Sad day for AK-47 owners. Inventor and father of the AK-47 Mikhail Kalashnikov has died at the ripe old age of 93. Thank you Mikhail Kalashnikov for making one of the greatest rifles in history!


----------



## Steve M1911A1 (Feb 6, 2008)

ardx1 said:


> ...Thank you Mikhail Kalashnikov for making one of the greatest rifles in history!


Yeah. Too bad that he didn't do a better job on the sights.
Oh, yeah-and he could've designed it so that it was _accurate_, too.
Well, I guess you can't have everything.


----------



## ardx1 (Nov 29, 2012)

Steve M1911A1 said:


> Yeah.
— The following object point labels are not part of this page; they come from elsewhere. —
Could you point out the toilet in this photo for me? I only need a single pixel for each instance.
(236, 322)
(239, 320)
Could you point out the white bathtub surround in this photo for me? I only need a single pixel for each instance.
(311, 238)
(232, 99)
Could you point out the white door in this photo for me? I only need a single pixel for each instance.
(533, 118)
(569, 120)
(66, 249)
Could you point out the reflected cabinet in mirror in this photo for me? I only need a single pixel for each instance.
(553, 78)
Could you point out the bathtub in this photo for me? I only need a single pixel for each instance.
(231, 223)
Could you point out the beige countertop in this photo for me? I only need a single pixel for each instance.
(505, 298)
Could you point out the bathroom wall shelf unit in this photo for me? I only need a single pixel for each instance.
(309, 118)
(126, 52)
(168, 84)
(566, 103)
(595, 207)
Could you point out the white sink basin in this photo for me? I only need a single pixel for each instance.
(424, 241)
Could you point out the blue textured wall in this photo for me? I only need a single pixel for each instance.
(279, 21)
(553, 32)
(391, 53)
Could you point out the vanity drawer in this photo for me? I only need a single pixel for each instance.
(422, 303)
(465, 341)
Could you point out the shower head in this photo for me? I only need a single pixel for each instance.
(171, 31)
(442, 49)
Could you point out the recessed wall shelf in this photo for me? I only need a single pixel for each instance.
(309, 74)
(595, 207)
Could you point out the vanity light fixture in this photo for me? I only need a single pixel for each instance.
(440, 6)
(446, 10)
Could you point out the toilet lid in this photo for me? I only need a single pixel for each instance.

Too bad that he didn't do a better job on the sights.
> Oh, yeah-and he could've designed it so that it was _accurate_, too.
> Well, I guess you can't have everything.


True, but what it lacked in sights and accuracy (although I personally dont seem to have an issue with either) it has made up for in reliability, as mine goes bang EVERY time.


----------



## Steve M1911A1 (Feb 6, 2008)

The most important thing about the Klash is its operating system.
It uses gas operation, and a piston/pushrod, but it does away with the monkey-motion piston-rod twist required by Garand's design. And still the top of the Klash's action remains open and accessible for easy cleaning and stoppage ("jam") reduction. (Kalashnikov got that from Simenov and the SKS.)
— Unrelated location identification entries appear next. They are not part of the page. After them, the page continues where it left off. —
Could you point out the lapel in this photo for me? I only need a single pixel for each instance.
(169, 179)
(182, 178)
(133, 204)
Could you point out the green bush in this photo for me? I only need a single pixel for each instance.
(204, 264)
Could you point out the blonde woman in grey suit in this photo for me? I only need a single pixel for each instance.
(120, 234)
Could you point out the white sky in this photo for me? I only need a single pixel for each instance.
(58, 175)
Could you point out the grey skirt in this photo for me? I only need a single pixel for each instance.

The funny thing is that the Israelis tried to "refine" the Klash into the Galil, and make it more accurate, but instead it seems to have become more fragile and less reliable.


----------



## Hurryin' Hoosier (Jan 8, 2011)

ardx1 said:


> Sad day for AK-47 owners. Inventor and father of the AK-47 Mikhail Kalashnikov has died at the ripe old age of 93. Thank you Mikhail Kalashnikov for making one of the greatest rifles in history!


You mean the gun which should rightly be called the "AS-47" - the "S" being for (Hugo) Schmeisser?


----------



## hud35500 (May 8, 2010)

The gun was designed for reliability above all. It would have been accurate had the tolerances been tighter, but that's not what Mikhail was going after. He knew it would be fielded by poorly trained, massed human waves. For that purpose, there is no better weapon. The AK and it's creator should be respected for what they were. It's a shame he didn't work for us.


----------